CAMDEN NJ — Looking around this city, it’s hard to envision that Camden was once an epicenter of urban gardening.
However, Lewis Bivona, a Rutgers-Camden doctoral student, says there was a time when the city may have actually held that title.
BIona points to a 2010 University of Pennsylvania report that indicates home-based growers here once created more backyard and neighborhood gardens per person than people in most other New Jersey and U.S. cities.
“The city’s rich legacy of gardening was built on maintaining cultural and historical ties,” said Bivona. “Many gardeners had grandparents who were sharecroppers (and) much of the food produced here was mutually shared among neighbors.”
Bivona, a Cherry Hill native who now lives in Gloucester City, says the number of aging gardeners has greatly diminished and Camden’s community garden culture has shrunk.
This city, Bivona believes, is poised to return to its gardening roots with the help of the Camden Urban Agriculture Collaborative (CUAC).
Bivona co-founded CUAC – pronounced “quack” – in 2018 bringing together nonprofit community groups, gardeners and other organizations willing to pool their resources, improve sustainable urban agriculture and fight food insecurity in the city.
Its members include Parkside Business & Community in Partnership, Camden Lutheran Housing Inc., Cooper Lanning Civic Association, Camden City Garden Club, the Center for Environmental Transformation, The Neighborhood Center, VietLead, PowerCorps-Camden, Virtua Health, Free Haven Farms, and community gardeners.
The collaborative got a financial boost last September when the U.S. Department of Agriculture awarded it a $293,000 federal grant, money that is enabling it to educate city residents about urban gardening, create a survey of Camden’s urban farmers and gardeners, acquire gardening tools and supplies, develop a shared marketing plan and start city-based “garden hubs.”

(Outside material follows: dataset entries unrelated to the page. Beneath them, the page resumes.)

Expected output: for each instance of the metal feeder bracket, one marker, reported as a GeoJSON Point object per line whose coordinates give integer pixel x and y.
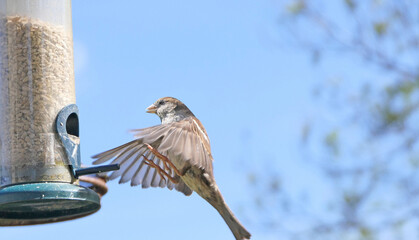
{"type": "Point", "coordinates": [67, 124]}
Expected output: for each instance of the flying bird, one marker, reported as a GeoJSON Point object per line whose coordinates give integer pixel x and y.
{"type": "Point", "coordinates": [175, 154]}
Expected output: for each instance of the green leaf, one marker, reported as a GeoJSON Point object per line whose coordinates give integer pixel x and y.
{"type": "Point", "coordinates": [332, 141]}
{"type": "Point", "coordinates": [380, 28]}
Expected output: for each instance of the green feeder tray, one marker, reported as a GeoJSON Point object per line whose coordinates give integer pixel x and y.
{"type": "Point", "coordinates": [36, 203]}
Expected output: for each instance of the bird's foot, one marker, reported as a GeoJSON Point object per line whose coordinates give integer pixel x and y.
{"type": "Point", "coordinates": [167, 163]}
{"type": "Point", "coordinates": [159, 170]}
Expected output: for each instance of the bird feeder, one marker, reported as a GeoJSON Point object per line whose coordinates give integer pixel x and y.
{"type": "Point", "coordinates": [39, 125]}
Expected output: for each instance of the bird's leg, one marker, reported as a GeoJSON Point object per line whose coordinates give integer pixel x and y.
{"type": "Point", "coordinates": [164, 159]}
{"type": "Point", "coordinates": [159, 170]}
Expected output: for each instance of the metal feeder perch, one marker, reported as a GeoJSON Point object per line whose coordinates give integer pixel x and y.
{"type": "Point", "coordinates": [39, 125]}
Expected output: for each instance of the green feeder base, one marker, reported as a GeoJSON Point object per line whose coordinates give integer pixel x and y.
{"type": "Point", "coordinates": [36, 203]}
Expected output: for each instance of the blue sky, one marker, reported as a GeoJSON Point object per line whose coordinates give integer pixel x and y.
{"type": "Point", "coordinates": [228, 62]}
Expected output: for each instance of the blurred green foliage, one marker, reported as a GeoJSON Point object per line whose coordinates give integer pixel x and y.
{"type": "Point", "coordinates": [376, 135]}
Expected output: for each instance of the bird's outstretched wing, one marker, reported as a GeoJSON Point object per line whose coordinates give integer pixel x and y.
{"type": "Point", "coordinates": [185, 140]}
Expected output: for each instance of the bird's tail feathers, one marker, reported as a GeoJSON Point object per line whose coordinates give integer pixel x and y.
{"type": "Point", "coordinates": [238, 230]}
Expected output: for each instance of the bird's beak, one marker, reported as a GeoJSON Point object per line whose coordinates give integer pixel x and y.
{"type": "Point", "coordinates": [151, 109]}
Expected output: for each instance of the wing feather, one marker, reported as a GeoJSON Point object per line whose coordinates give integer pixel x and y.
{"type": "Point", "coordinates": [185, 140]}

“The idea is that, if you live in Camden, you would be no more than a 10-minute walk from one of these hubs,” Bivona said.
The federal grant will also help an urban agriculture apprentice program to give urban gardeners skills for community organizing, to obtain financing and learn entrepreneurship, Bivona said.

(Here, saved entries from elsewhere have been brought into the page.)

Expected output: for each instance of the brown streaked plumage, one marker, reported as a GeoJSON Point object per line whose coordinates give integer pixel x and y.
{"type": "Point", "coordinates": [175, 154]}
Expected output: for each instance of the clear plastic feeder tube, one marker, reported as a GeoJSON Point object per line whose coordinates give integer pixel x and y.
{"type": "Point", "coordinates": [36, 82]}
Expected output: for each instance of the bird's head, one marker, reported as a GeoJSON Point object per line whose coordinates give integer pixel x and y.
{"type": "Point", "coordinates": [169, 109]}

Urban gardening, Bivona said, could boost the local economy as Camden growers supply food to neighborhood grocery stores and supermarkets, and trigger new “buy local” initiatives. “If production ramps up, a lot of food can be produced and a large portion of Camden could be fed this way,” he said.
Bivona also said it could foster community resilience. “There is a lot of potential in centering the community around food – something that communities used to be built upon until the late 1800s.”
Bivona, 31, has experience in these areas. He has a bachelor’s degree in community and environmental planning from Rowan University and he holds dual master’s degrees in political science and community/regional planning from Rutgers–New Brunswick.
Bivona also says CUAC is helping Rutgers–Camden bring together typically disparate community groups and helping them understand the health and nutritional benefits of urban gardening.
“It enables people to engage with plants and animals in a way that is more than just watching weeds grow through the sidewalk,” Bivona said. “Studies show that more exposure (people have) to nature, especially in early formative years, the more likely they are to care about it later in life.”
One of the primary goals of the collaborative, said Bivona, is to restore that legacy of community gardening in Camden being completely resident-driven. “All of the grant activities,” he says, “are building toward that objective.”
Tom McLaughlin, Rutgers University–Camden media specialist, contributed to this report.